Defendant maintains that the State failed to produce sufficient evidence of the required use of force for robbery. The gas station cashier testified that Defendant had purchased some small items in the gas station and when the cashier opened the cash register, Defendant reached over the counter and grabbed some money out of the drawer. The cashier further testified that he grabbed Defendant's hand and when Defendant tried to pull back and escape, he pulled the cashier up off the floor and onto the counter. When the cashier let go of Defendant's hand, Defendant fell back into a candy rack and ran out the front door.

The force exerted in the struggle by Defendant in his effort to escape apprehension, when viewed in a light most favorable to the prosecution, constitutes force as defined by R.C. 2901.01(A) and is sufficient to establish the force element of robbery as defined by R.C. 2911.02(A)(3). Therefore, Defendant's third assignment of error is without merit.

Defendant's three assignments of error are overruled, and the judgment of the trial court is affirmed.

The Court finds that there were reasonable grounds for this appeal.

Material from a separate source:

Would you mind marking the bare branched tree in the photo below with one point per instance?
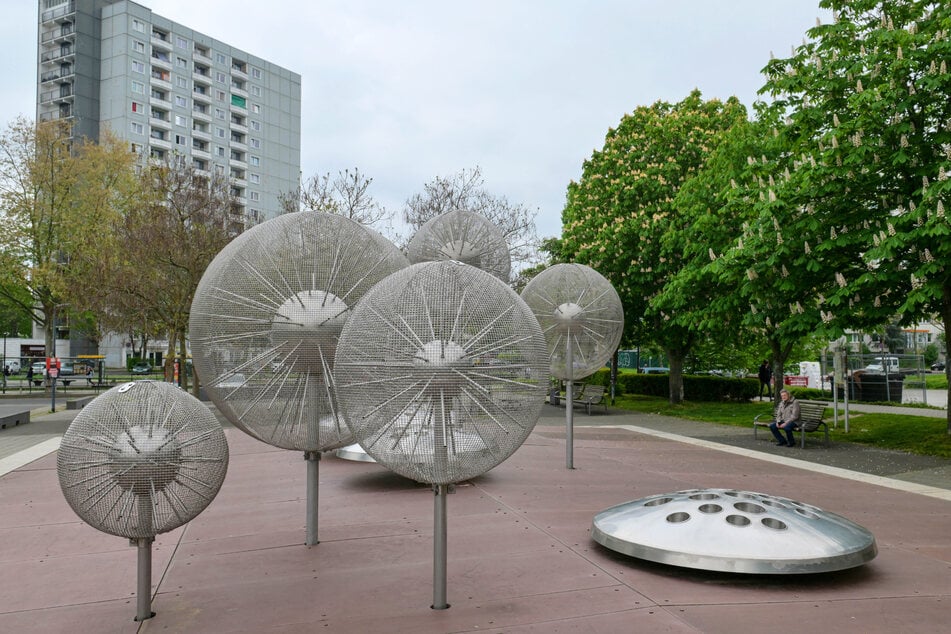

We order that a special mandate issue out of this Court, directing the Court of Common Pleas, County of Medina, to carry this judgment into execution. A certified copy of this journal entry shall constitute the mandate, pursuant to App.R. 27.

Immediately upon the filing hereof, this document shall constitute the journal entry of judgment, and it shall be file stamped by the Clerk of the Court of Appeals at which time the period for review shall begin to run. App.R. 22(E).

Costs taxed to Appellant.

Exceptions.

______________________________________ LYNN C. SLABY

CARR, J., WHITMORE, J. CONCUR.

1 In Hix, the Ohio Supreme Court interpreted similar language under former R.C. 2945.39.